“Cinayeti kör bir kayıkçı gördü
Ben gördüm kulaklarım gördü
Vapur kudurdu kuduz gibi böğürdü
Hiç biriniz orada yoktunuz..”
Geçmişte Erzurum’u yönetenler, işte o kayıkçılar tarafından seçilmedi mi hep…
Unutmayalım ki:
Parayı bastırıp anket birincisi olarak çıkan ve bunun üzerine de başkan adayı gösterilen ve sonra da seçim kazanan bir adayın yöneteceği yere şehir denilmez…
Tıpkı şu hikâyede olduğu gibi:
Ormanlar kralı aslan, nasıl olmuşsa olmuş çakalların kurduğu bir tuzağa düşüp ağlara dolanmış. Kral ağlardan kurtulmak için çırpındıkça büsbütün dolanmış ve umutsuz bir hale düşmüş. Tam o sırada kralın yanından geçen bir fare bu manzarayı görüp anında durumdan vazife çıkarmış.
“Kralım”demiş. İçinde bulunduğunuz hal malum. Ancak ben sizi bu çaresizlikten kurtarabilirim. Ama bir şartla, o da şudur: sizi kurtardıktan sonra beni hep yanınızda yardımcınız olarak bulunduracaksınız.”

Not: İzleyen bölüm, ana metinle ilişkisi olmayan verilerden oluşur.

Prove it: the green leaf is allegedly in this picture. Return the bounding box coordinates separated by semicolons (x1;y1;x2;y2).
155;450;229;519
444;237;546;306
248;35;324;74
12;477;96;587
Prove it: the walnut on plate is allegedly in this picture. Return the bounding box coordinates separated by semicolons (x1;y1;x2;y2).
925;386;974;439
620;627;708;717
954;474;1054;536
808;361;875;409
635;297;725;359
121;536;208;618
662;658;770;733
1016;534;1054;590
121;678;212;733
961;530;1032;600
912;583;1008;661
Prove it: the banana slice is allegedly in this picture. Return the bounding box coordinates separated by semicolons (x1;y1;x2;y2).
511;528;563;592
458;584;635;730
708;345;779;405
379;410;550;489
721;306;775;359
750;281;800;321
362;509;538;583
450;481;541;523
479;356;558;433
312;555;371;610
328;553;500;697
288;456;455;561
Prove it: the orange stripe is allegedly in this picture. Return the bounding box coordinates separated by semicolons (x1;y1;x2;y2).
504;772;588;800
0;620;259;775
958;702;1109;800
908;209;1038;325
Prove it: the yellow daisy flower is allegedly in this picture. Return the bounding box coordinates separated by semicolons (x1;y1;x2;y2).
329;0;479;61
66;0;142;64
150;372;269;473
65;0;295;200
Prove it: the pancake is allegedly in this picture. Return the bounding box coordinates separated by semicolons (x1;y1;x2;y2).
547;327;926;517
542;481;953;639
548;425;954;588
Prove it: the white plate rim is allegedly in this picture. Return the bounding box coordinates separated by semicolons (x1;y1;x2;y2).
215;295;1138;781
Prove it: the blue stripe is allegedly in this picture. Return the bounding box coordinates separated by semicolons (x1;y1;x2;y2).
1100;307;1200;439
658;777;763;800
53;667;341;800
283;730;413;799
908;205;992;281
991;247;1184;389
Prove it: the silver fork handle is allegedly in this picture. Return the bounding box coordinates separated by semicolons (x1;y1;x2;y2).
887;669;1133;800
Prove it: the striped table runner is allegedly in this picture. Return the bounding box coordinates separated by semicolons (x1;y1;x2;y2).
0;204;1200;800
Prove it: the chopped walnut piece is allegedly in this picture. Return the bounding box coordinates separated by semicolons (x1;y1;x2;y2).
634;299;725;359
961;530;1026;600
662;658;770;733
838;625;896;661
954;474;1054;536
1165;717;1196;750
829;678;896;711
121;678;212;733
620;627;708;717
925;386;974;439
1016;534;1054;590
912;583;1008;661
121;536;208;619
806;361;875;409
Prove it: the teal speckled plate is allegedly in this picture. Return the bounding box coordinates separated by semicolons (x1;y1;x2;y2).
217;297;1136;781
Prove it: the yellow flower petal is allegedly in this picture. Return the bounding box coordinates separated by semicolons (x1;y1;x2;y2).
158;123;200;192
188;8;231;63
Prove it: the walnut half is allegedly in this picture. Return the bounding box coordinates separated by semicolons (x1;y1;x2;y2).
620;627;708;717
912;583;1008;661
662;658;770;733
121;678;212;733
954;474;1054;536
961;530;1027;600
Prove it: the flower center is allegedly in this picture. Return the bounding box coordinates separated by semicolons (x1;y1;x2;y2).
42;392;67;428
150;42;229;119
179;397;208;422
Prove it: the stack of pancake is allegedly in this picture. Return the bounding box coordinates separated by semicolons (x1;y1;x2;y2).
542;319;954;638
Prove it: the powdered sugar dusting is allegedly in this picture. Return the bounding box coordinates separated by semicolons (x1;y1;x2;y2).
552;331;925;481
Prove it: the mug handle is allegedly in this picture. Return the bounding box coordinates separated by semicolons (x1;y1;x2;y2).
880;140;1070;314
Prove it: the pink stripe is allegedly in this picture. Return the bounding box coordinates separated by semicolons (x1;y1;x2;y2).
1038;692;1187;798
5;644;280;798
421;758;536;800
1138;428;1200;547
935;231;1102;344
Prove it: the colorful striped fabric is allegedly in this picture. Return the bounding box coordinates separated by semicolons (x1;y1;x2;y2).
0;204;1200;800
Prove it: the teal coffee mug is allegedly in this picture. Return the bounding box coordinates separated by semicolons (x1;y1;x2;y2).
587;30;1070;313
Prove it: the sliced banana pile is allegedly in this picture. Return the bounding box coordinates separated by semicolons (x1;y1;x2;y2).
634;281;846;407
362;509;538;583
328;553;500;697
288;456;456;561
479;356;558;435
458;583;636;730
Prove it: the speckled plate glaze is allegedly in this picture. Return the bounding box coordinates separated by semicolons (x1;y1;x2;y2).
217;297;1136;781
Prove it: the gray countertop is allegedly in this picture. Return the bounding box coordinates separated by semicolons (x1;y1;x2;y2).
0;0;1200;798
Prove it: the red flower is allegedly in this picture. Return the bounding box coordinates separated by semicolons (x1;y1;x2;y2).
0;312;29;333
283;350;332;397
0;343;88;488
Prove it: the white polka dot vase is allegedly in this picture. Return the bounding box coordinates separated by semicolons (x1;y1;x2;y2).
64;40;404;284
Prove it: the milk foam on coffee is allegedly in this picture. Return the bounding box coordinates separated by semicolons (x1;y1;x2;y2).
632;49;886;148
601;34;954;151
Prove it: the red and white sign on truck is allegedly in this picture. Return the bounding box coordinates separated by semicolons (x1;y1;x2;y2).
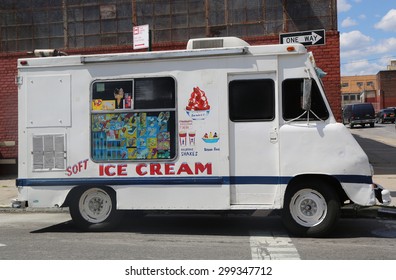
17;37;390;236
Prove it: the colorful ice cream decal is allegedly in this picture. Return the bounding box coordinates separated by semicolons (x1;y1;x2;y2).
186;87;210;120
202;132;220;143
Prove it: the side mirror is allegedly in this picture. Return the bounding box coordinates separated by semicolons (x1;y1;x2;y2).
301;79;312;111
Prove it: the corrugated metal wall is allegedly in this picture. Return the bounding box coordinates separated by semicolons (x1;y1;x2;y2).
0;0;337;52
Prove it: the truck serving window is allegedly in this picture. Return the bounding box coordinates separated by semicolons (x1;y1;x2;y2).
91;77;176;162
282;79;329;121
229;79;275;122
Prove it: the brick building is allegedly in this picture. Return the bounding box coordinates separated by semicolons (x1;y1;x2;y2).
0;0;341;168
341;66;396;112
377;70;396;109
341;75;380;111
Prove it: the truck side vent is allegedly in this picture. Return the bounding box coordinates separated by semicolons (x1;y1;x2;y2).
187;37;249;50
32;134;66;171
193;39;224;50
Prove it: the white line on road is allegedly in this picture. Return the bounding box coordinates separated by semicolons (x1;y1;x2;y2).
250;231;301;260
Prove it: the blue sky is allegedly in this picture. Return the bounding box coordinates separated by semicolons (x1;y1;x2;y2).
337;0;396;76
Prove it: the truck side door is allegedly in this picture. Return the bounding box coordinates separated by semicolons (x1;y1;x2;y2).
228;72;280;208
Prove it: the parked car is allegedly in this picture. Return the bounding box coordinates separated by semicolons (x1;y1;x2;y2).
375;108;395;123
342;103;375;128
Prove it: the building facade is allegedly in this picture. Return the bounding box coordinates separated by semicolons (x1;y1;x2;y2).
0;0;341;168
341;68;396;112
341;75;380;111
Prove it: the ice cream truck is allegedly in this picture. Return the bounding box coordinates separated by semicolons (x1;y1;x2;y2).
17;37;390;236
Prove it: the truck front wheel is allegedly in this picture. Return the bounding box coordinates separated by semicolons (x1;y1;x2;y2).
69;187;121;231
282;183;340;237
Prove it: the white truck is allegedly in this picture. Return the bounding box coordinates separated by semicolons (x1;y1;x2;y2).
17;37;390;236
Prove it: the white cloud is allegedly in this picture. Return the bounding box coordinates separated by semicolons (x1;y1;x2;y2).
337;0;352;13
359;14;367;20
341;59;389;76
340;30;373;51
368;37;396;54
341;17;357;28
374;9;396;31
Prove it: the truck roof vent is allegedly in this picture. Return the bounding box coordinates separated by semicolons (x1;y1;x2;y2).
187;37;249;50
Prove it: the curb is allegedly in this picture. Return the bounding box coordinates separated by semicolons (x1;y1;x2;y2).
341;205;396;220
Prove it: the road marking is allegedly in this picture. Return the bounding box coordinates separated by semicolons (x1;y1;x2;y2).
371;220;396;238
250;231;301;260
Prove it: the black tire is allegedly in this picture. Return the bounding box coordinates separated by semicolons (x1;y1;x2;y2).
69;187;122;231
282;181;341;237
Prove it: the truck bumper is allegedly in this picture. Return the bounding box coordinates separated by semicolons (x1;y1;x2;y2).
373;184;392;206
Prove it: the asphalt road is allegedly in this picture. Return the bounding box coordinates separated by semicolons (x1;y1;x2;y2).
0;122;396;260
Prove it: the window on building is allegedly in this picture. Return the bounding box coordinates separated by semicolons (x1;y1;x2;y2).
229;79;275;122
91;77;176;162
282;79;329;120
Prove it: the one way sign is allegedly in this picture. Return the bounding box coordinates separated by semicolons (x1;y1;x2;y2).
279;29;325;46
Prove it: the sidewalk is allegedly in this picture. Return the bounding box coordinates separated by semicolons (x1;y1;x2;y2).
0;174;396;208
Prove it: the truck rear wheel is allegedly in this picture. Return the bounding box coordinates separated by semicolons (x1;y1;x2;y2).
69;187;121;231
282;182;340;237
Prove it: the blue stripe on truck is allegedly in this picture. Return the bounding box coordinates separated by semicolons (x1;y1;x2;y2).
16;175;372;187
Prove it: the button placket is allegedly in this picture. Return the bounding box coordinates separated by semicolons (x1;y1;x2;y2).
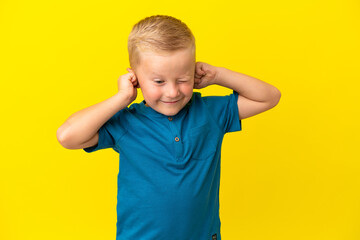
167;117;183;161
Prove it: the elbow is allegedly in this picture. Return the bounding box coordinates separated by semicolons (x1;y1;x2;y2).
271;87;281;108
56;125;72;149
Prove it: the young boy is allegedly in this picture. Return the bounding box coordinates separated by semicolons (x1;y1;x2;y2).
57;15;280;240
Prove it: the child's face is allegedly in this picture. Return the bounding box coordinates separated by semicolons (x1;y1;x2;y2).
135;48;195;116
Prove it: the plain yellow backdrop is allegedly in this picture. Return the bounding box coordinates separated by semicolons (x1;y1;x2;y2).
0;0;360;240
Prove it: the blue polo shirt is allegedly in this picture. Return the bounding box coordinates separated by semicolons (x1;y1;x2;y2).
84;91;241;240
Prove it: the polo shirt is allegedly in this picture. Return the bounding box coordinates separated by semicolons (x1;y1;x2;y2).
83;91;241;240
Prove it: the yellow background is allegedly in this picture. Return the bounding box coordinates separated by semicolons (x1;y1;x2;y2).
0;0;360;240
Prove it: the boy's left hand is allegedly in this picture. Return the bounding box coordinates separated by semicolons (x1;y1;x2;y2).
194;62;218;89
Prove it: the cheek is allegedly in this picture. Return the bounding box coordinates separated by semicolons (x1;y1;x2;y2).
182;84;194;95
142;85;161;100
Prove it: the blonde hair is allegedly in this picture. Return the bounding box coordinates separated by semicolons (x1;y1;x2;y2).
128;15;195;68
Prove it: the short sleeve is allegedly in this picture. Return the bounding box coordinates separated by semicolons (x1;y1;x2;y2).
83;110;126;153
204;91;242;133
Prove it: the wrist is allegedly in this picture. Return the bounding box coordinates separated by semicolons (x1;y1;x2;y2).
114;91;135;107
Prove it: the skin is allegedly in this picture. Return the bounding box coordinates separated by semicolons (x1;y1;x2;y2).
128;48;195;116
57;48;281;149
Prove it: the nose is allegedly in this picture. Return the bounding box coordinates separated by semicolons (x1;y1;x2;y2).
165;83;180;99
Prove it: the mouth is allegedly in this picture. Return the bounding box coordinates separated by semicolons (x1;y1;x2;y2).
162;100;180;104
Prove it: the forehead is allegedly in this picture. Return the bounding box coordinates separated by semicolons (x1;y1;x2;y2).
139;49;195;75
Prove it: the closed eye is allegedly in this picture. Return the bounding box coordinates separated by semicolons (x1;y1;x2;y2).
154;80;164;84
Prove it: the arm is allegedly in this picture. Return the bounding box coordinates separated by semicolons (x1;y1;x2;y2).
195;62;281;119
56;68;138;149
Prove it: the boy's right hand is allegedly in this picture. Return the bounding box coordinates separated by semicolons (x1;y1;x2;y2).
118;68;140;104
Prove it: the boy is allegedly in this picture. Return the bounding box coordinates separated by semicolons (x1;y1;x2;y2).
57;15;280;240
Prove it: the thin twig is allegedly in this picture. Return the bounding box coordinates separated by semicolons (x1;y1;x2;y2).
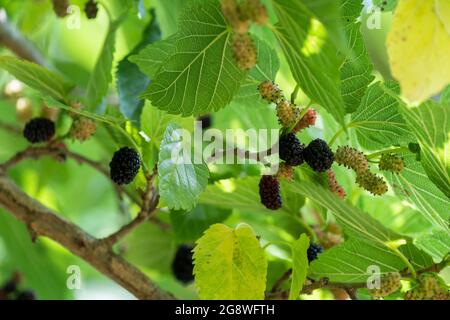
0;175;173;299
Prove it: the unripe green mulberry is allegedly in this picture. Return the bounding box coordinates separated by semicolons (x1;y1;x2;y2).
356;171;388;196
70;117;97;142
334;146;369;173
327;169;346;199
276;162;294;181
277;100;299;128
232;33;257;71
258;80;283;103
379;154;405;173
369;272;401;298
292;109;317;133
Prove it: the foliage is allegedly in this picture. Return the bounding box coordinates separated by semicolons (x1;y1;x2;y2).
0;0;450;300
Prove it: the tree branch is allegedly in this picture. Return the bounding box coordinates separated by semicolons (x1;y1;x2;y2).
0;10;45;65
0;175;173;299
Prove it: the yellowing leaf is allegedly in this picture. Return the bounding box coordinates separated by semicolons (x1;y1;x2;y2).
387;0;450;102
194;224;267;300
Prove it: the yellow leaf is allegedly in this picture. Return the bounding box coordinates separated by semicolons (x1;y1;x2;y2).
387;0;450;103
194;224;267;300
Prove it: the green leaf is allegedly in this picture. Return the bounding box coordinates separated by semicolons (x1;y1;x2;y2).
0;209;75;300
401;101;450;199
233;38;280;107
384;153;450;232
309;238;433;283
289;234;309;300
414;231;450;262
141;101;194;149
348;81;413;150
85;19;122;111
42;96;126;126
272;0;344;123
301;0;349;52
373;0;398;12
0;56;73;100
170;205;231;242
116;12;161;122
194;224;267;300
143;0;246;115
121;223;176;273
335;0;375;113
129;37;176;79
158;123;209;210
289;181;401;245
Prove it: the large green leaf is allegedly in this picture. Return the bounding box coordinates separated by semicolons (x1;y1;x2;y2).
0;56;73;100
272;0;344;123
289;234;309;300
129;37;176;79
122;223;176;273
401;101;450;199
85;20;122;111
340;0;374;113
289;181;400;245
143;0;246;115
384;153;450;232
348;81;415;150
170;204;231;242
158;123;209;210
194;224;267;300
309;238;433;283
414;231;450;262
116;12;161;122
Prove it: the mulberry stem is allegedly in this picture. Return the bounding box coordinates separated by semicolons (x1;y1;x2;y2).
367;147;409;159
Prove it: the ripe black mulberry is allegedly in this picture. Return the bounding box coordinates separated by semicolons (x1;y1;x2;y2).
23;118;55;143
109;147;141;185
172;245;194;283
303;139;334;172
279;133;305;167
259;175;282;210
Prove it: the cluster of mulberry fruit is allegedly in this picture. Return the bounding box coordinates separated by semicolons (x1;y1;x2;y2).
259;175;282;210
335;146;369;173
258;80;334;210
109;147;141;185
232;33;258;70
0;273;36;300
378;153;405;173
327;169;346;199
335;146;388;195
172;245;194;283
221;0;269;34
258;80;284;104
221;0;268;70
405;273;450;300
369;272;401;298
23;118;55;143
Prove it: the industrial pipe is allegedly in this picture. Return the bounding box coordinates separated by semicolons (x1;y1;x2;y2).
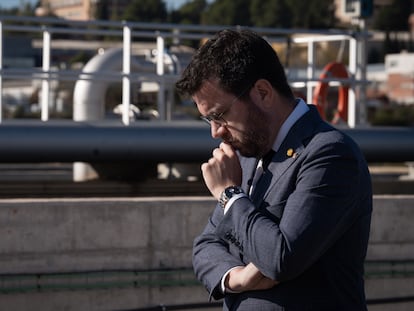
0;120;414;163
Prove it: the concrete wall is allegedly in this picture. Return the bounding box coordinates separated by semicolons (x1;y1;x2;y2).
0;195;414;311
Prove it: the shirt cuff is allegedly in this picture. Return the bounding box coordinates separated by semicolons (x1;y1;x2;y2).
220;266;241;294
224;193;247;215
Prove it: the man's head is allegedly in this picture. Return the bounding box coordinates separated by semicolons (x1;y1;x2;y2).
176;30;293;98
176;30;294;157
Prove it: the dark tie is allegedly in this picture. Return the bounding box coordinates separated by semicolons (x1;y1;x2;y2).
262;149;275;172
249;149;275;195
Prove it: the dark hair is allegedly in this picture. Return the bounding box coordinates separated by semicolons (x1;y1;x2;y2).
176;29;294;98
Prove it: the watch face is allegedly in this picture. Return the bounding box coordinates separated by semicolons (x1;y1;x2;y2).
226;187;243;198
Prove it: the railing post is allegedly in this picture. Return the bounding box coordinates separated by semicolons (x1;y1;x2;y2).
0;20;3;123
122;22;131;125
306;40;315;103
41;27;50;121
348;37;358;128
157;34;166;120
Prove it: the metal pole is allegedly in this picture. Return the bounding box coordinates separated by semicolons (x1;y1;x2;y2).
0;21;3;123
306;40;315;103
157;35;166;120
348;38;358;128
41;28;50;121
122;24;131;125
357;18;367;124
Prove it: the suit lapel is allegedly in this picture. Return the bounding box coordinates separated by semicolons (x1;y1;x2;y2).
252;105;323;206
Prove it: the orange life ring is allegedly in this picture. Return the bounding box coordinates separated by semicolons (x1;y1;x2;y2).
312;62;349;124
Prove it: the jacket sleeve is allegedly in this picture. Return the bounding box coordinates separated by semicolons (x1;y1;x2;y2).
216;135;370;282
193;204;245;299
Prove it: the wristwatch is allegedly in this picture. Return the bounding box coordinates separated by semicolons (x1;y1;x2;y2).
219;186;244;209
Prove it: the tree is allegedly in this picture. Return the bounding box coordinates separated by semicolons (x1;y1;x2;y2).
123;0;167;23
170;0;207;24
249;0;292;28
201;0;252;26
373;0;414;31
288;0;335;29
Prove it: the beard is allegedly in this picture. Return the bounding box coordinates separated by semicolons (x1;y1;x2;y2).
225;103;270;158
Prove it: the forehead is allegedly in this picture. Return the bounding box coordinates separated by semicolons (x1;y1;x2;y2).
193;80;231;110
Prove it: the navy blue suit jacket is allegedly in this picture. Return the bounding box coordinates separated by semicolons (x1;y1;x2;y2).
193;105;372;311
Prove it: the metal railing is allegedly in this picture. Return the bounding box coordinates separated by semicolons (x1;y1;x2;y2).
0;16;366;127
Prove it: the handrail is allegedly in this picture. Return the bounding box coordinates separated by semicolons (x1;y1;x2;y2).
0;16;367;127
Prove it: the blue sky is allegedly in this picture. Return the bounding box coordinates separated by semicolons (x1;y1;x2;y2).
0;0;188;9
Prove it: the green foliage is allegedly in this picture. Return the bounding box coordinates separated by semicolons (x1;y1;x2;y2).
123;0;167;23
170;0;207;24
373;0;414;31
371;105;414;126
202;0;252;26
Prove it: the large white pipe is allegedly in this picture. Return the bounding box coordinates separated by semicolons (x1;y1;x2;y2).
73;48;155;121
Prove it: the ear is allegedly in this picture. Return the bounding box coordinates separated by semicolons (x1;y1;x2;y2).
253;79;275;109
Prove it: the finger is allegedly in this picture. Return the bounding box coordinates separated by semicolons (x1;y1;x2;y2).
219;142;234;155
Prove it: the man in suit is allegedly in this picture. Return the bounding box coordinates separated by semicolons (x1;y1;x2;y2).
176;30;372;311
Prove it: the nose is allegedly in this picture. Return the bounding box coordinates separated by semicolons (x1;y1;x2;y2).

Kral da olsa nasıl çaresiz bir vaziyette olduğunu gördüğü için.
Onuruna dokunan bu teklifi kabul etmek zorunda kalmış.
Bunun üzerine fare, dişleriyle ağları kemirip naçar haldeki kralı o çaresizlikten kurtarmış.
Fakat ilginç bi şey olmuş. Ağlardan yani esaretten kurtulan kral serbest kalır kalmaz can havliyle koşmaya başlamış.
Fare arkadan bağırmış:
“Kralım hani beni de yanınıza alacaktınız, söz vermiştiniz”
Kral, bir ara arkasına dönmüş ve onu esaretten kurtaran fareye bakıp şöyle seslenmiş:
“Çakalların tuzağa düşürdüğü, farelerin kurtardığı krallığın ta buradan Şam’a kadar…”
Son söz: Bir şehrin kaderi eğer anketle belirleniyor ve o anketler de para mukabili sonuç veriyorsa, bendeniz o şehirde bırakınız gazeteci olarak görev yapmayı, sade bir yurttaş olarak bile yaşamak istemem…
“Ben isterim”diyenler için de, alın buyurun sizin olsun tepe tepe kullanın diyorum.